From: Luci (elkiedee@blueyonder.co.uk)
Date: 21 Apr 2009

  • Next message: Joy Matkowski: "Re: RARA-AVIS: Re: Maj Sjöwall and Per Wahlöö's Martin Beck series"

    I've finally got round to reading the first 5 of these - I meant to for years and they were recently (in the last few years) reprinted in the UK in a lovely set of coordinated edition paperbacks with introductions by crime writers including the contemporary Swedish author Henning Mankell, Val McDermid, Andrew Taylor, Michael Connelly. I guess it's not very noir or hardboiled to be drawn to the matching set, but I can't help it. Recommendation by other writers is a selling point that works very well on me too. And I'd heard that they were Marxists and for me that made me want to read them more, though I realise that might not be considered a plus by everyone. So I couldn't resist buying the whole set at a bargain price recently and have been alternating them with catching up with Rick Riordan's wonderful Tres Navarre books.

    They are police procedurals but while I wouldn't say they're noir/hardboiled I think they'd appeal to most people who like reading in this area of the genre. They're quite well written, with social comment and a dry sense of humour. They're slow moving (I guess that might put off some fans of very action based PI fiction but noir is often not very fast moving either) with investigations often dragged out and frustrated by absurd bureaucracy.

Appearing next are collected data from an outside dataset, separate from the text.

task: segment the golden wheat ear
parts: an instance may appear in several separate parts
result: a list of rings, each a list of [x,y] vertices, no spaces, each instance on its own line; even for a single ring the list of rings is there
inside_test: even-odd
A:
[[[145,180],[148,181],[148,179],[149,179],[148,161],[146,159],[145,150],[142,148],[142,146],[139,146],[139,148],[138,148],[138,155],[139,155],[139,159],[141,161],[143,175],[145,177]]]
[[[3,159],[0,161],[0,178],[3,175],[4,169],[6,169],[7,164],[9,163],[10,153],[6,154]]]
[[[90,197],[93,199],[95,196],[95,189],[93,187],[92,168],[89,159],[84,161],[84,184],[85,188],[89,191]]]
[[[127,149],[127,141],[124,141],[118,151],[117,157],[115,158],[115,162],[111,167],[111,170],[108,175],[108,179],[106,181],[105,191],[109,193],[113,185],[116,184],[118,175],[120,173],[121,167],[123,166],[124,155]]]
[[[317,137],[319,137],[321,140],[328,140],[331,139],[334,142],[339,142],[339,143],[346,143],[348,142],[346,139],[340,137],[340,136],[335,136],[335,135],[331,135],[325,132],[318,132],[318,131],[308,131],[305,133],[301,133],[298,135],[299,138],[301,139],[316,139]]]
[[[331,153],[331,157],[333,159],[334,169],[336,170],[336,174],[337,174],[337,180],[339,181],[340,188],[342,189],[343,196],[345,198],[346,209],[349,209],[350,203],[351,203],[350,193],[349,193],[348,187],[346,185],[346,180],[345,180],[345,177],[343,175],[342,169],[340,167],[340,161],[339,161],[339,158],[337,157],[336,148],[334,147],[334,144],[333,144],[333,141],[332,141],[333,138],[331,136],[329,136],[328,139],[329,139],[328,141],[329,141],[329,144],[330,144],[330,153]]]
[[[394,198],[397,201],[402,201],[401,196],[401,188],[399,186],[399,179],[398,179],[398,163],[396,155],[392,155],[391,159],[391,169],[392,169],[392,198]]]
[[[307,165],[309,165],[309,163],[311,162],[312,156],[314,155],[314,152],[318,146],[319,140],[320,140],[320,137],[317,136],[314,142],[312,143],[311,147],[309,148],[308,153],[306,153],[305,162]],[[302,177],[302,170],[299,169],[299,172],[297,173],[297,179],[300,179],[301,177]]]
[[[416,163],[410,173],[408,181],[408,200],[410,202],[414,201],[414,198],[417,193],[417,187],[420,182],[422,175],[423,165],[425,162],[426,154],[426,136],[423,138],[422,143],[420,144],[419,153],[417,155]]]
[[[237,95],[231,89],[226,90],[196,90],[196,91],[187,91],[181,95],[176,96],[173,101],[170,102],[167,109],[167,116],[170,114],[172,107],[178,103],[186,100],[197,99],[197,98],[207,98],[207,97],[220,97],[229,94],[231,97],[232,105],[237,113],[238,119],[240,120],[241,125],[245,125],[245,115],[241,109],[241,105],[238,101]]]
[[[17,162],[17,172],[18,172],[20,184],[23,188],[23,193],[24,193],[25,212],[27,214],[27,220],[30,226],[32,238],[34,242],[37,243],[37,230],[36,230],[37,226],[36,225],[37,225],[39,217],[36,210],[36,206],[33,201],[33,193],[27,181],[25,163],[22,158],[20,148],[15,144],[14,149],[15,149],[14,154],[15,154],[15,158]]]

    Unlike Jim, I haven't come across any apologias for a discredited
    (deservedly or otherwise) political system. They're pretty critical of Swedish social democracy at the time (the late 60s, the later books are set in the early 70s, all of them seem to be set pretty close to when they were written and published). In relation to Communism, one investigation actually takes Martin Beck, the main character, to Budapest in Hungary but this isn't seen as an opportunity to describe a wonderful place or an ideal political system - investigating crime in Budapest doesn't seem to be that different in the book from investigating crime in Stockholm, actually.